El escritor Ray Loriga, apasionado lector de Conrad que estuvo entre el público esa tarde, dice que el Dry Martini es el único mar que tiene Madrid. Pues, de ahora en adelante, es posible decir que al blanco seco que le atribuye Loriga a Madrid se le suma ese otro mar de sonidos que Pablo Martos y Claudio Constantini desplegaron en la Cuesta de Moyano, convertida por unos minutos en costa. Una especie de arrecife de belleza, un hilo de agua en el duro cemento de Atocha.
No basta con un océano, hace falta una navegación, y eso fue lo que diseñó Pablo Martos en el programa musical de esa tarde. Según explicó el violinista y compositor, para la época en que el Titanic emprende su viaje —año 1912, es decir, comienzos del siglo XX— predominaban las músicas de salón. Las grabaciones aún no estaban en boga, y por lo tanto, todo aquel que deseara escuchar música debía interpretarla. En la investigación histórica previa, Martos dio con «Salut d’amour», una pieza del compositor británico Edward Elgar, que posiblemente sonó en la embarcación, ya que se convirtió en una de las piezas más populares de la época.
Al igual que el violín de Hartley fue un regalo de su amada, «Salut d’amour» fue un regalo de compromiso que Elgar realizó para Caroline Alice Roberts. «Esta partitura fue un éxito de ventas debido a la costumbre de las clases burguesas por hacer música en un entorno doméstico y debido a la belleza y popularidad que esta pieza alcanzó en la Inglaterra victoriana», explicó Martos a los asistentes antes de comenzar su interpretación.

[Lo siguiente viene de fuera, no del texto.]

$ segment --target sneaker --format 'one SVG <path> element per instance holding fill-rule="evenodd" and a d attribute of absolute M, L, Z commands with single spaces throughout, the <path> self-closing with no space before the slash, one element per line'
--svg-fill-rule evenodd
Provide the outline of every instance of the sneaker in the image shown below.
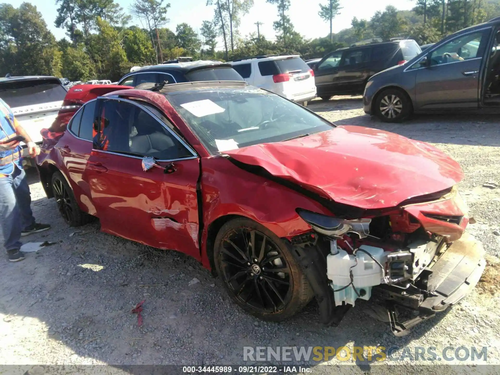
<path fill-rule="evenodd" d="M 9 262 L 20 262 L 24 258 L 24 254 L 18 250 L 8 252 Z"/>
<path fill-rule="evenodd" d="M 24 236 L 30 234 L 32 233 L 42 232 L 44 230 L 48 230 L 50 228 L 50 226 L 48 224 L 39 224 L 38 222 L 36 222 L 33 225 L 28 226 L 22 232 L 21 236 Z"/>

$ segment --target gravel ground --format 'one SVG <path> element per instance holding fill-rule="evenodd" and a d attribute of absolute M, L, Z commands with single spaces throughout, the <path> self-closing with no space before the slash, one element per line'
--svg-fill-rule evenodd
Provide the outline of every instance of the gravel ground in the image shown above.
<path fill-rule="evenodd" d="M 500 227 L 497 116 L 422 116 L 388 125 L 365 116 L 358 98 L 317 100 L 310 105 L 338 124 L 397 132 L 434 144 L 458 160 L 466 176 L 461 191 L 476 222 L 468 230 L 483 242 L 490 255 L 487 270 L 496 282 L 498 267 L 494 264 L 500 256 L 500 236 L 494 233 Z M 368 317 L 363 301 L 336 328 L 319 323 L 314 302 L 286 322 L 264 322 L 232 304 L 220 280 L 192 259 L 100 233 L 98 223 L 68 228 L 54 200 L 44 197 L 36 176 L 30 173 L 30 178 L 35 216 L 53 229 L 25 238 L 60 242 L 28 254 L 18 264 L 0 260 L 0 364 L 248 365 L 242 360 L 244 346 L 378 345 L 408 346 L 412 352 L 415 346 L 434 346 L 438 355 L 448 346 L 486 346 L 488 363 L 500 364 L 496 285 L 483 283 L 447 313 L 403 338 L 394 337 L 386 324 Z M 130 310 L 143 300 L 144 322 L 139 328 Z M 346 363 L 334 359 L 322 364 Z M 312 361 L 306 366 L 314 373 L 332 370 L 316 365 Z M 358 362 L 348 370 L 364 372 L 363 365 Z M 398 371 L 420 372 L 412 366 Z"/>

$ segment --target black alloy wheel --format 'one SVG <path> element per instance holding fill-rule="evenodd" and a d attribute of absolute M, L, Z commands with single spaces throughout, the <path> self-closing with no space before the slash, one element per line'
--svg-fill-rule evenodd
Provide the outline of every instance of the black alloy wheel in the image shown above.
<path fill-rule="evenodd" d="M 276 321 L 292 316 L 312 297 L 292 256 L 284 244 L 277 243 L 281 240 L 256 223 L 232 221 L 252 224 L 230 226 L 226 230 L 223 226 L 216 239 L 216 268 L 230 295 L 261 318 Z"/>
<path fill-rule="evenodd" d="M 71 226 L 80 226 L 92 220 L 94 216 L 80 210 L 72 190 L 60 172 L 52 175 L 52 186 L 58 209 L 66 223 Z"/>

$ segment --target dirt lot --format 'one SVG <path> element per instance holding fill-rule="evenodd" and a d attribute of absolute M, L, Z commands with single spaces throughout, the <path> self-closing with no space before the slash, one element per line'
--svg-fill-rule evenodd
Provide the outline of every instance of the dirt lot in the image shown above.
<path fill-rule="evenodd" d="M 62 242 L 29 253 L 18 264 L 0 258 L 0 364 L 220 365 L 243 363 L 244 346 L 379 344 L 434 346 L 438 354 L 448 346 L 486 346 L 488 363 L 500 363 L 498 115 L 421 116 L 388 125 L 365 116 L 361 106 L 358 98 L 310 104 L 338 124 L 388 130 L 434 144 L 465 172 L 460 187 L 476 221 L 468 231 L 483 242 L 490 264 L 484 278 L 489 282 L 458 306 L 400 338 L 369 318 L 362 302 L 337 328 L 319 324 L 314 302 L 287 322 L 265 323 L 232 303 L 218 280 L 182 254 L 154 252 L 100 233 L 98 223 L 72 236 L 76 230 L 64 224 L 32 175 L 36 216 L 54 228 L 25 238 Z M 130 310 L 142 300 L 140 328 Z M 353 372 L 366 370 L 358 364 Z M 318 366 L 313 372 L 330 368 Z M 410 366 L 401 372 L 416 372 Z"/>

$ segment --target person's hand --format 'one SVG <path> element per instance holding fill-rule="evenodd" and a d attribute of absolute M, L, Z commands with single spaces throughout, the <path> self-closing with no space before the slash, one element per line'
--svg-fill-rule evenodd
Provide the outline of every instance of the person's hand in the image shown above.
<path fill-rule="evenodd" d="M 14 150 L 19 146 L 19 142 L 18 140 L 11 140 L 7 143 L 3 143 L 0 144 L 0 150 L 2 151 L 8 151 L 8 150 Z"/>
<path fill-rule="evenodd" d="M 40 148 L 34 142 L 28 142 L 26 146 L 30 158 L 34 158 L 40 154 Z"/>

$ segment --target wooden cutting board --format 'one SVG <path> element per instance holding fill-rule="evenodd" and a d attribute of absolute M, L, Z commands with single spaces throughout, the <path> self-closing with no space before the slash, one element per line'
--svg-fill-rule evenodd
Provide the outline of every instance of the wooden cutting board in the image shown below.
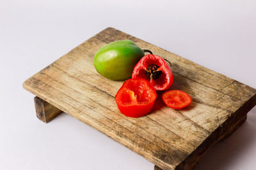
<path fill-rule="evenodd" d="M 191 104 L 172 110 L 159 99 L 159 93 L 150 114 L 138 118 L 121 114 L 115 96 L 123 81 L 101 76 L 93 65 L 99 49 L 120 39 L 130 39 L 171 62 L 174 77 L 171 89 L 188 92 L 193 99 Z M 156 165 L 156 169 L 192 169 L 207 149 L 245 121 L 256 104 L 255 89 L 111 27 L 23 86 L 37 96 L 36 113 L 44 122 L 63 111 L 143 156 Z"/>

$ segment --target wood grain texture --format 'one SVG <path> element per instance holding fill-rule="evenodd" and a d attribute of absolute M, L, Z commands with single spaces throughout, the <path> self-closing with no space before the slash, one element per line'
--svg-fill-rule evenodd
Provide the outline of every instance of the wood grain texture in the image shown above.
<path fill-rule="evenodd" d="M 101 76 L 93 65 L 99 48 L 120 39 L 130 39 L 171 62 L 171 89 L 187 92 L 191 104 L 170 109 L 158 93 L 150 114 L 138 118 L 121 114 L 115 96 L 123 82 Z M 110 27 L 29 78 L 24 87 L 163 169 L 191 169 L 214 143 L 239 127 L 256 104 L 255 89 Z"/>
<path fill-rule="evenodd" d="M 62 111 L 38 97 L 35 97 L 36 117 L 45 123 L 48 123 L 62 113 Z"/>

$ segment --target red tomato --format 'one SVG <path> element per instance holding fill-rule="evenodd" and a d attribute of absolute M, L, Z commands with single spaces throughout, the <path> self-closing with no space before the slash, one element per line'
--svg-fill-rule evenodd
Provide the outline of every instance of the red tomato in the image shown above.
<path fill-rule="evenodd" d="M 183 108 L 192 102 L 192 97 L 189 94 L 179 90 L 172 90 L 164 92 L 162 99 L 167 106 L 176 110 Z"/>
<path fill-rule="evenodd" d="M 130 117 L 148 114 L 156 99 L 156 89 L 147 80 L 131 78 L 126 80 L 115 96 L 119 110 Z"/>
<path fill-rule="evenodd" d="M 157 90 L 167 90 L 173 82 L 170 66 L 161 57 L 152 54 L 140 59 L 133 69 L 132 77 L 148 80 Z"/>

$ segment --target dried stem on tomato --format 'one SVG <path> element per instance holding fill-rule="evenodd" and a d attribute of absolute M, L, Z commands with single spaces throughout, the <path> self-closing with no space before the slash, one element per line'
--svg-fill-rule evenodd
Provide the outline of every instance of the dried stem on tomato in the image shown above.
<path fill-rule="evenodd" d="M 146 79 L 157 90 L 168 89 L 173 82 L 169 65 L 161 57 L 152 54 L 140 59 L 133 69 L 132 77 Z"/>

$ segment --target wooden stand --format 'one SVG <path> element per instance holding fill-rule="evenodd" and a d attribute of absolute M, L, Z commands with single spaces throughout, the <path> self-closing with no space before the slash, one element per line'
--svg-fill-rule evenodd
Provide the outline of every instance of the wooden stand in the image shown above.
<path fill-rule="evenodd" d="M 172 62 L 171 89 L 188 92 L 191 104 L 172 110 L 159 96 L 145 117 L 121 114 L 115 96 L 122 82 L 100 76 L 93 66 L 99 49 L 121 39 Z M 36 115 L 42 121 L 47 123 L 63 111 L 163 169 L 193 169 L 209 148 L 244 122 L 256 105 L 256 89 L 111 27 L 34 74 L 23 87 L 37 96 Z"/>
<path fill-rule="evenodd" d="M 48 123 L 62 113 L 62 111 L 38 97 L 35 97 L 34 101 L 36 117 L 45 123 Z"/>
<path fill-rule="evenodd" d="M 48 123 L 63 112 L 61 110 L 59 110 L 58 108 L 56 108 L 49 103 L 44 101 L 43 99 L 39 98 L 38 97 L 35 97 L 34 100 L 36 111 L 36 117 L 40 120 L 43 121 L 45 123 Z M 222 131 L 223 133 L 219 135 L 218 139 L 217 139 L 216 142 L 220 140 L 224 139 L 225 138 L 231 135 L 241 125 L 242 125 L 243 123 L 244 123 L 247 118 L 247 114 L 246 114 L 245 116 L 243 116 L 242 118 L 238 117 L 239 116 L 239 115 L 238 114 L 236 118 L 234 118 L 233 121 L 230 121 L 230 124 L 232 124 L 234 125 L 231 127 L 229 127 L 229 129 L 226 129 L 225 127 L 223 127 L 223 129 L 227 129 L 227 131 Z M 228 124 L 227 124 L 226 126 L 228 125 Z M 198 160 L 200 160 L 199 158 L 200 158 L 204 153 L 205 152 L 202 153 L 201 155 L 197 155 L 198 156 L 198 157 L 196 159 L 196 161 L 193 162 L 191 164 L 186 165 L 185 166 L 188 166 L 187 168 L 188 168 L 186 169 L 193 169 L 195 166 L 196 165 Z M 154 169 L 161 170 L 163 169 L 161 169 L 157 166 L 155 166 Z"/>

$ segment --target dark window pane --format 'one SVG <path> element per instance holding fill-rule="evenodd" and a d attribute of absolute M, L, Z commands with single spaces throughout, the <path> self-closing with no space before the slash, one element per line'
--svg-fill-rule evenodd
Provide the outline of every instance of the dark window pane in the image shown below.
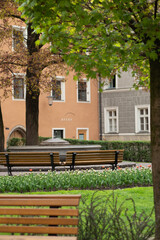
<path fill-rule="evenodd" d="M 55 138 L 63 138 L 63 130 L 54 130 Z"/>
<path fill-rule="evenodd" d="M 87 101 L 87 83 L 78 82 L 78 101 Z"/>
<path fill-rule="evenodd" d="M 23 31 L 13 29 L 13 47 L 16 51 L 24 47 Z"/>
<path fill-rule="evenodd" d="M 24 79 L 15 78 L 14 79 L 14 99 L 24 99 Z"/>
<path fill-rule="evenodd" d="M 52 96 L 53 100 L 61 100 L 61 81 L 52 82 Z"/>

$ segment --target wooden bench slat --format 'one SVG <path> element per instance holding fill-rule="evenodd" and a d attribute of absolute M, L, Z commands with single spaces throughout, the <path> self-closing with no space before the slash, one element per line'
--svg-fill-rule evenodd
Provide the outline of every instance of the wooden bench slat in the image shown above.
<path fill-rule="evenodd" d="M 1 217 L 0 224 L 78 225 L 77 218 Z"/>
<path fill-rule="evenodd" d="M 77 235 L 80 197 L 81 195 L 0 195 L 0 233 Z M 32 238 L 28 236 L 28 239 L 30 237 Z M 62 240 L 63 237 L 58 239 Z M 72 238 L 66 236 L 65 239 Z"/>
<path fill-rule="evenodd" d="M 0 199 L 23 199 L 23 198 L 26 198 L 26 199 L 32 199 L 32 198 L 35 198 L 35 199 L 79 199 L 81 198 L 81 195 L 80 194 L 70 194 L 70 195 L 67 195 L 67 194 L 12 194 L 12 195 L 8 195 L 8 194 L 0 194 Z"/>
<path fill-rule="evenodd" d="M 0 226 L 1 233 L 78 234 L 77 227 Z"/>
<path fill-rule="evenodd" d="M 0 199 L 0 206 L 78 206 L 79 199 Z"/>
<path fill-rule="evenodd" d="M 78 209 L 33 209 L 33 208 L 0 208 L 1 215 L 25 215 L 25 216 L 78 216 Z"/>
<path fill-rule="evenodd" d="M 123 152 L 124 150 L 68 151 L 66 165 L 74 170 L 75 165 L 111 164 L 112 169 L 115 169 L 117 163 L 123 161 Z"/>
<path fill-rule="evenodd" d="M 77 237 L 65 236 L 17 236 L 17 235 L 0 235 L 0 240 L 77 240 Z"/>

La segunda pieza elegida para el repertorio fue «Danza española de Granados, Nº5 Andaluza». Se trata de una pieza de salón que igualmente conserva la forma de lied o canción. La elección tuvo, también, un motivo tanto alegórico como marítimo. El compositor Enrique Granados, contó Pablo Martos, murió en alta mar como pasajero del navío Sussex, derribado por un submarino alemán. El compositor, que ya se encontraba en un bote salvavidas, se lanzó al agua para salvar a su esposa, pero murió en el intento.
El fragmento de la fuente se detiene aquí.